Средоточием индивидуальности и центром притяжения внимания публики выбирается лицо музыканта. Оно крупным планом и в различных вариантах тиражируется на сайте и афишах либо (как мы уже замечали) в прямом режиме транслируется на гигантские видеомониторы. Таким способом проблема минимальности визуального контакта с аудиторией на сцене решается техническими средствами, а артист подспудно превращается в оракула, должного мимикой донести смысл исполняемой музыки.
Существует представление о том, что черты лица музыканта должны быть приятными, благородными и интеллигентными. Очень сложно найти у музыкантов неухоженные лица — небритая щетина или растрепанные волосы допускаются только в исключительных случаях. Первое может позволить себе лишь маэстро Гергиев (оправдание — поглощенность творчеством), а второе в качестве «спецэффекта свойскости», призванного разрушить стереотипы академичности, порой встречается в рекламе зарубежных музыкантов[182].
Данные представления о благообразности внешнего облика музыканта наследуют традиции, идущей из XVIII в. Именно тогда, констатирует Л. В. Кириллина, в иконографии великих композиторов и виртуозов начинает проявляться идея «священной мусикии», и художники стремятся различными способами представить музыканта как богоизбранное существо, как выразителя воли Небес. Это стремление могло выражаться в горделивой позе портретируемого и в сияющем небе на фоне — как символе незримо присутствующего божества (портреты Генделя работы Т. Хадсона или через античные музыкальные инструменты (лиры, кифары) и ангелочков-путти (скульптурные изображения Генделя работы Л. Ф. Рубийяка[183]. Апофеоз подобного обожествления музыканта можно обнаружить в портрете Бетховена работы В. Й. Мэлера, где композитор, «одетый и причесанный по последней моде, играет на древнегреческой лире, восседая на фоне античного пейзажа. Музыканта окружают лавр (символ славы) и дуб (символ доблести и мужества) <…>; на заднем плане видны кипарисы (воплощение возвышенной скорби о прекрасном минувшем) и заброшенный храм. <…> Художник явно хотел представить Бетховена как “современного Орфея”, которому предназначено вернуть музыкальному искусству ту великую славу, которой оно пользовалось в древности, когда божественное происхождение музыки мыслилось само собою разумеющимся»[184].

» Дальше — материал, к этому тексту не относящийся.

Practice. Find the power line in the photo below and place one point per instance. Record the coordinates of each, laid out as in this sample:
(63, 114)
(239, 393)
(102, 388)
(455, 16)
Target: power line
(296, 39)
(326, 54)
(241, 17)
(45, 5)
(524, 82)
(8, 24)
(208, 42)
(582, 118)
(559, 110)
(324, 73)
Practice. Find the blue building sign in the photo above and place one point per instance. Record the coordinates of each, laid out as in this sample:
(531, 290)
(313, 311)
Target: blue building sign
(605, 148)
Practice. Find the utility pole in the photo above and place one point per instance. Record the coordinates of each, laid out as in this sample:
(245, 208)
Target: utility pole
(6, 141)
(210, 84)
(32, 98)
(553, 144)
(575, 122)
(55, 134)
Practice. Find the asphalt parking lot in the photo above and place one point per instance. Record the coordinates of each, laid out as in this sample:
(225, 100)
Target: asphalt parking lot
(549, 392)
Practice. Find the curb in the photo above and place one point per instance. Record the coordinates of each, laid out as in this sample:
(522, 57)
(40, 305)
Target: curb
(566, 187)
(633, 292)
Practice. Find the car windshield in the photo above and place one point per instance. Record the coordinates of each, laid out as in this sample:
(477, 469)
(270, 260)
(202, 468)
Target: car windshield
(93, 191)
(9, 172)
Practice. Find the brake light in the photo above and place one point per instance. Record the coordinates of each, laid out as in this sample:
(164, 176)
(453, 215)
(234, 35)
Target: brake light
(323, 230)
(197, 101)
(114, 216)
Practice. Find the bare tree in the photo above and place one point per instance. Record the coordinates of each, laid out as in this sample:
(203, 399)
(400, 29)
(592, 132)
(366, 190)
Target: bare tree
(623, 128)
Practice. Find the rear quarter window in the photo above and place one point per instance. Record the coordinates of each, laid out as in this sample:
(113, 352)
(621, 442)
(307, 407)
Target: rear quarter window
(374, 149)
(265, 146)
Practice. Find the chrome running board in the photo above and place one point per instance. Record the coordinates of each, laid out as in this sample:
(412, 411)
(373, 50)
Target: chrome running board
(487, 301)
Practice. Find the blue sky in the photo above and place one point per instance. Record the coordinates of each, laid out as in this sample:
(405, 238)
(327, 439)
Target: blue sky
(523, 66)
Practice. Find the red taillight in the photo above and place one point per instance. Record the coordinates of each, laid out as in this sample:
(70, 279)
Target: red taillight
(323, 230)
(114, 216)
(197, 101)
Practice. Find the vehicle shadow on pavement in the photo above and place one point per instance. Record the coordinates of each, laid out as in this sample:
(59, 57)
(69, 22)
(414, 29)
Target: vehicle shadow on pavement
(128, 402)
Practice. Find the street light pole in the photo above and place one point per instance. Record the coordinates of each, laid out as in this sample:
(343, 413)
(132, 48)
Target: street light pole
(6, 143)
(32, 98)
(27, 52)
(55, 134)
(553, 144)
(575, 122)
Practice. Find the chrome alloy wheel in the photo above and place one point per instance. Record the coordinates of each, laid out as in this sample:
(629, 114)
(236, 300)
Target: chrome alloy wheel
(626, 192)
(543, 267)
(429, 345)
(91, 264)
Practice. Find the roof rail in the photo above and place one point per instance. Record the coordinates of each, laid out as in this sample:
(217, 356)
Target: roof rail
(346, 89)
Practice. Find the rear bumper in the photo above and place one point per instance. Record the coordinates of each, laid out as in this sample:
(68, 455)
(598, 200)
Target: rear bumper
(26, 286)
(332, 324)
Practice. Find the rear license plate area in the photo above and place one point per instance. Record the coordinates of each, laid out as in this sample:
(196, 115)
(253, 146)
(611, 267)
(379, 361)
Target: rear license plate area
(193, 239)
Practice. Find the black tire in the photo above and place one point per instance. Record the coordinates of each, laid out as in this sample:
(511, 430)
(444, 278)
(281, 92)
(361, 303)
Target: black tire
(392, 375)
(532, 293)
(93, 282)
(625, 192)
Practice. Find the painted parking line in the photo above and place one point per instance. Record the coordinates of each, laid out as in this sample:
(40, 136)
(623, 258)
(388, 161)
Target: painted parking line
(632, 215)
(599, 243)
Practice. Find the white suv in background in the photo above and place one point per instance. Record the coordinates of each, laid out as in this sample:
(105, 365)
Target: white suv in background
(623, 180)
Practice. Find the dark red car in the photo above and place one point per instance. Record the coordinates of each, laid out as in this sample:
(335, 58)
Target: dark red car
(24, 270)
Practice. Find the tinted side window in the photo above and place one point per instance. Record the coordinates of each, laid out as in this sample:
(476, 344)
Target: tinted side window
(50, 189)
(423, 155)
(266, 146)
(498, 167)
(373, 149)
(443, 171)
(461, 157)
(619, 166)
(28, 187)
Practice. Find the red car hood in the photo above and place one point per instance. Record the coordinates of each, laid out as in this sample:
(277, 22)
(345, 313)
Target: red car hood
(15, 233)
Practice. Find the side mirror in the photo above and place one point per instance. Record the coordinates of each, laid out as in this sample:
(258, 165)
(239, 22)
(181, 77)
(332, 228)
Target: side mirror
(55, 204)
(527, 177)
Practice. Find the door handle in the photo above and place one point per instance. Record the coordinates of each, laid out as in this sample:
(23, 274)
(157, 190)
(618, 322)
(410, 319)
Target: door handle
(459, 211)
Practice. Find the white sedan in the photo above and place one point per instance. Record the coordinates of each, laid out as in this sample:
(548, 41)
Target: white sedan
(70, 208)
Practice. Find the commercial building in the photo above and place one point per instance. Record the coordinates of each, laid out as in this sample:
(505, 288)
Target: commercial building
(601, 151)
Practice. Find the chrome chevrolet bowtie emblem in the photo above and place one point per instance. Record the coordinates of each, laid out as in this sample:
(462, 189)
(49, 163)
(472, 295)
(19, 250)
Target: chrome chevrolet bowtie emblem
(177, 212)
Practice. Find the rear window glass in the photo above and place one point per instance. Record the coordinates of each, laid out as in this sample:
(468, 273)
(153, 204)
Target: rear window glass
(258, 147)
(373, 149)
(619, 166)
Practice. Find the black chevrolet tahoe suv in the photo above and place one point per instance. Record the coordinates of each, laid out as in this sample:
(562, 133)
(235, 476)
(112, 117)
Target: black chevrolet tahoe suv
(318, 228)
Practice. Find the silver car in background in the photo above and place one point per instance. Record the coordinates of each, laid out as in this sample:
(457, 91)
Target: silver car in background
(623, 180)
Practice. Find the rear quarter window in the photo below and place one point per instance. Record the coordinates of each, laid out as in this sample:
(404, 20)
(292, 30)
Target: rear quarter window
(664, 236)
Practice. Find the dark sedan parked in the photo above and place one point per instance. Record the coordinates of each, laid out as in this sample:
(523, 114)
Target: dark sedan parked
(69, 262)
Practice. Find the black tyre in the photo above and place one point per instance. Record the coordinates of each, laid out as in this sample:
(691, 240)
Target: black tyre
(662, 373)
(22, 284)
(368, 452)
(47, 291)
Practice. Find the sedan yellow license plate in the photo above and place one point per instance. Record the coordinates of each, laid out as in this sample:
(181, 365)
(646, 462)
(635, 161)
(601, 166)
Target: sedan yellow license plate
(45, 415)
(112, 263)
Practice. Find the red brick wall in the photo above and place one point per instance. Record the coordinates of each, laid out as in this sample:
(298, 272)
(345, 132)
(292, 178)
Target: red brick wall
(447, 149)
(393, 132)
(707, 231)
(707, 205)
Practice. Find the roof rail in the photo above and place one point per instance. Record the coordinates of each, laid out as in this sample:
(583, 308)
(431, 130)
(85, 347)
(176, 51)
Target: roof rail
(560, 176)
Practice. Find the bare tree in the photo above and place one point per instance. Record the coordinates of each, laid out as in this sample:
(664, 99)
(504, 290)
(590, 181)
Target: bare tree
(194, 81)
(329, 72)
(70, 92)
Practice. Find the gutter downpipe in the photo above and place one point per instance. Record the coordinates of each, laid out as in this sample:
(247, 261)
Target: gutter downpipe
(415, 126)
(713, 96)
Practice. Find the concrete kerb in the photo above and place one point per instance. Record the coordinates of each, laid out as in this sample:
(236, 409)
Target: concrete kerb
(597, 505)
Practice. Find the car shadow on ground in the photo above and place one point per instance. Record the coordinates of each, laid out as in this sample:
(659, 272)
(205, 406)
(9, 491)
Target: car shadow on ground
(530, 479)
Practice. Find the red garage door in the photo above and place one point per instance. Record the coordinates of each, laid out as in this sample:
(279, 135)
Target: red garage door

Сегодня же ощущение пребывания над суетой, обращенности музыканта к Богу зачастую передается не через аллегорические символы, а через взгляд музыканта, намеренно направленный в сторону или вдаль, за пределы фотографируемого пространства, а порой еще характернее устремленный куда-то ввысь. При этом не так важно, чтобы исполнитель в этот момент действительно музицировал, — выхватывается (или инсталлируется) сам взгляд в невидимые сферы. Но даже когда на фотографии взгляд исполнителя направлен, казалось бы, на зрителя, он все равно максимально дистанцирован от наблюдателей, так как пребывает в статусе модели. А «взгляд модели в своей конечной инстанции всегда направлен на саму себя, на внутреннее созерцание себя и своего переживания момента. Это взгляд человека, ушедшего в “отрыв” от обыденной окружающей реальности»[185]. Фотографии создают ощущение, что музыкант обладает даром беспрепятственного общения с миром вышним, запредельным, подразумевается, что именно оттуда он черпает свое вдохновение и силы.
Другим лейтмотивом в позиционировании академических исполнителей становится идея их приобщенности к вечности и свободного скольжения сквозь эпохи. Свою временну́ю амбивалентность музыканты чувствуют, можно сказать, на бессознательном уровне. Так, в одном из интервью дирижер Теодор Курентзис на вопрос о том, как бы он хотел выглядеть в глазах окружающих, отвечает: «…Как ангел ностальгии. Как червяк, который любит желтую бумагу, или как монах, проповедующий романтизм. Как отшельник, который пьет кофе и разговаривает с Артюром Рембо и Антоненом Арто…»[186] При всей метафоричности данного высказывания в нем прослеживаются два принципиальных мотива. Во-первых, мотив духовной универсальности классической музыки, которая позволяет говорить обо всем и со всеми, вести диалог культур и межличностное общение художников, понимать разные виды искусства, в том числе современные и вырывающиеся за пределы этико-эстетических ценностей гуманизма[187]. Во-вторых, в приведенной цитате заявлена претензия на свободное перемещение в историческом массиве эпох. Дирижер видит себя в роли посредника между разными временными измерениями, человеком, который может беспрепятственно проникать через толщи столетий.